Now cut a piece of foam board to 8 x 10 (this will be your lenses board) and make sides and top about 7 inches deep,
you glue and insert into larger box (film holder) and presto all that is left it to tape the joints to prevent light leaks .
the nice thing about this simple design is that the smaller box holds the film flat against the inside of the larger box and you can add shims to change the Film to lens distance another extra is that you could use a piece of illustration board to keep a flatter plane inside the larger box I will up load Images latter thanks .
Comment are welcome
photos will have to wait until rain gives us a break in Los Angeles
Looks great, looking forward to seeing some images!
Congrats! Building stuff like this is way rewarding.
I built my 5x4 on similar lines - except I used mdf, cut a hole in the back to take a film holder, and put a lens in the front (pulling the box open and closed to focus). The total cost was about $35 including film holder and lens (no shutter).
I'd consider using the smaller box as the back half as this reduces light leaks (any light getting in hits the front rather then the film).
Hi that is a great idead I am looking into doing something like that
Excellent idea! Can't wait to try it out.
Another option to elimiate the leaks is to create a third box that would cover the others from the front. Thus creating a "triple box" not unlike the ones your film comes in. The only opportunities for leaks in this arraingment is from your lens openings (you would need two, one in each of the front panels) and from any faulty seams. This will also eliminate the need to re-seal the camera with tape everytime you load. It will be faster and last longer. I would also suggest using black silicon sealer on the interior seams of the panels instead of glue when you assemble the box. This stuff is amazing at sealing our light and will add a great deal of strength to the assembly. Use plenty during construction and you can trim off excess after it has cured.
While you are building, make your box a little oversized in one dimension to make it easier to "grab your film or paper by one edge during the unloading step. If you carve a shallow finger sized relief in the back panel, it will help you get behind the film when you unload. Also, glue some small strips of foam core or other inert and cheap (after all, this is the goal,yes?) to three walls of the "film back", ALMOST up against the back. Leave about a millimeter or so to allow the paper to fit behind them. Think of the "grooves" in a standard film back to get the idea. This will help hold the film/paper in place during transport and eliminate any need to tape it in place. If you choose to glue in these shims, remember to carve your "finger hole" near the wall that does not have a shim. Can't wait to see your images!

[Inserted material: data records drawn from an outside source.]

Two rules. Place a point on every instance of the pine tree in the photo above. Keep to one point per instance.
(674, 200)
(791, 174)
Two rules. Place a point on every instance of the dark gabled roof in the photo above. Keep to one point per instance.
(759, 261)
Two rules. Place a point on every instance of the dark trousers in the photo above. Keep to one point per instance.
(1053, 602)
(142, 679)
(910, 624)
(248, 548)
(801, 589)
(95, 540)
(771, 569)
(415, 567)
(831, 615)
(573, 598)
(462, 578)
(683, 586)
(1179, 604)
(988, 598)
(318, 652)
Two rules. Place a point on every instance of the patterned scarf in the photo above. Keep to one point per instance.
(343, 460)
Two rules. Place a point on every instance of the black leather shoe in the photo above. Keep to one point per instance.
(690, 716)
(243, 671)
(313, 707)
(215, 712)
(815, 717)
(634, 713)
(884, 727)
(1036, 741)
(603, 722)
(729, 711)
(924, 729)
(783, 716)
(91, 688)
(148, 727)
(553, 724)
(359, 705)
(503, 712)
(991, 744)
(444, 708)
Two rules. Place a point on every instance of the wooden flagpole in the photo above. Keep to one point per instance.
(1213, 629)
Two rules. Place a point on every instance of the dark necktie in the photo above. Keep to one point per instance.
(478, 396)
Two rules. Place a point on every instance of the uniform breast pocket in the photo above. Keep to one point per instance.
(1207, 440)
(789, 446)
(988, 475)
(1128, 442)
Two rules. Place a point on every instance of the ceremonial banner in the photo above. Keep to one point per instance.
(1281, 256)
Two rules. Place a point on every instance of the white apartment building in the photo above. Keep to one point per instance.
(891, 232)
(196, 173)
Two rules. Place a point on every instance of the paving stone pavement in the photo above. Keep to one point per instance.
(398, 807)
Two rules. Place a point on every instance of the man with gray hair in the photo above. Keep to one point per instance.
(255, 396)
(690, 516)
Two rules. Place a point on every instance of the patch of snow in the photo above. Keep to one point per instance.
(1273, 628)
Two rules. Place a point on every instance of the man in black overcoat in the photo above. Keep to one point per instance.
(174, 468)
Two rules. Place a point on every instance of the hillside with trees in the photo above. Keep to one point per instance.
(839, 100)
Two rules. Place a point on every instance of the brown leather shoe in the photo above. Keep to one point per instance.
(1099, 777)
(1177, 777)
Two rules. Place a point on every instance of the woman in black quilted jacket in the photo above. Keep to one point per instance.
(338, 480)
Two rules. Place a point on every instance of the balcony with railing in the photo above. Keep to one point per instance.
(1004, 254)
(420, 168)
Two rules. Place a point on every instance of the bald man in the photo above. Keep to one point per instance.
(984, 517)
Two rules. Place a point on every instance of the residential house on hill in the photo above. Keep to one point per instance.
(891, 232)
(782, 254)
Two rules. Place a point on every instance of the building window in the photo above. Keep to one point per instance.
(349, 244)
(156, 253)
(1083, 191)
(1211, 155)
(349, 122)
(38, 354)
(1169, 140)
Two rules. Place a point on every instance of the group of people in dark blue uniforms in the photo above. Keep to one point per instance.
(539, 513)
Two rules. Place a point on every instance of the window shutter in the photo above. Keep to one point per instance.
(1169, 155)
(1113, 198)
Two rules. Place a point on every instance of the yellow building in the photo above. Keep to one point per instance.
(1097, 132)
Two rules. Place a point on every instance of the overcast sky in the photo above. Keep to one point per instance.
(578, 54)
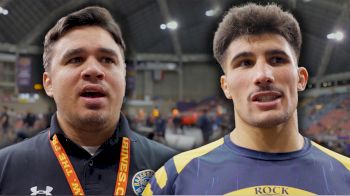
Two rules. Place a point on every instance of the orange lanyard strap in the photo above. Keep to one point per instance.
(123, 170)
(72, 178)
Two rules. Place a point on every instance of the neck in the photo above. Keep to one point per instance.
(281, 138)
(86, 135)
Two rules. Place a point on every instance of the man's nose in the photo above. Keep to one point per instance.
(263, 74)
(92, 70)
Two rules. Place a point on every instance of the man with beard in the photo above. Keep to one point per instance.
(89, 147)
(258, 49)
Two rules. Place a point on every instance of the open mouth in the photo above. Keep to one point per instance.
(266, 96)
(91, 94)
(93, 91)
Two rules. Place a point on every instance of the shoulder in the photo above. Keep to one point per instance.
(345, 161)
(164, 179)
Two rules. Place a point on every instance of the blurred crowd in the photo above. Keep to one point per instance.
(15, 127)
(210, 120)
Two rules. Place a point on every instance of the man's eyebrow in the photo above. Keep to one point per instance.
(276, 52)
(72, 52)
(108, 51)
(241, 55)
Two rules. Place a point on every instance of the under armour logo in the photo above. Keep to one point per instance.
(35, 191)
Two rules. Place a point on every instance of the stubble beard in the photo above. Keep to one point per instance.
(270, 122)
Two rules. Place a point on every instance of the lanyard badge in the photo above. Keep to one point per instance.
(72, 178)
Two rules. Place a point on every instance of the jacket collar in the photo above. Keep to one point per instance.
(122, 129)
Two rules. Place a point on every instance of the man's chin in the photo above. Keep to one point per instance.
(270, 121)
(93, 118)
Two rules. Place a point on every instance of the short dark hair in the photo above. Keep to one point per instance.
(89, 16)
(253, 19)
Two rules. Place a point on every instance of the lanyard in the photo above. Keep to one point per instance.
(72, 178)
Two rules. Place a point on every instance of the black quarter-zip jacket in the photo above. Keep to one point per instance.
(31, 167)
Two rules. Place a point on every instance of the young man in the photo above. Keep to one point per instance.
(258, 48)
(89, 147)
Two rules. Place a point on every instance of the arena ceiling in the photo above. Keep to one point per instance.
(24, 24)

That Black foamcore is a photographer's dream. Completely opaque, lightweight, and easy to work with. I used it to make custom fit light blockers for my windows which meant that I didn't have to wait until nightime to start printing.
I've used the black foamcore to construct a square box with an internal septum running vertically from front to back. There is a pinhole located on either side of the septum in order to expose sequentially or simultaneously. This give me two vertically-oriented 3 1/2"x5" pictures on a single 5"x7" sheet of film. If exposed simultaneously, I have a stereo pinhole image set. I also took the 5x7 groundglass spring back from an old Seneca view camera I had with leaking bellows and taped it to the foam core box in order to allow easy use of standard sheet film holders.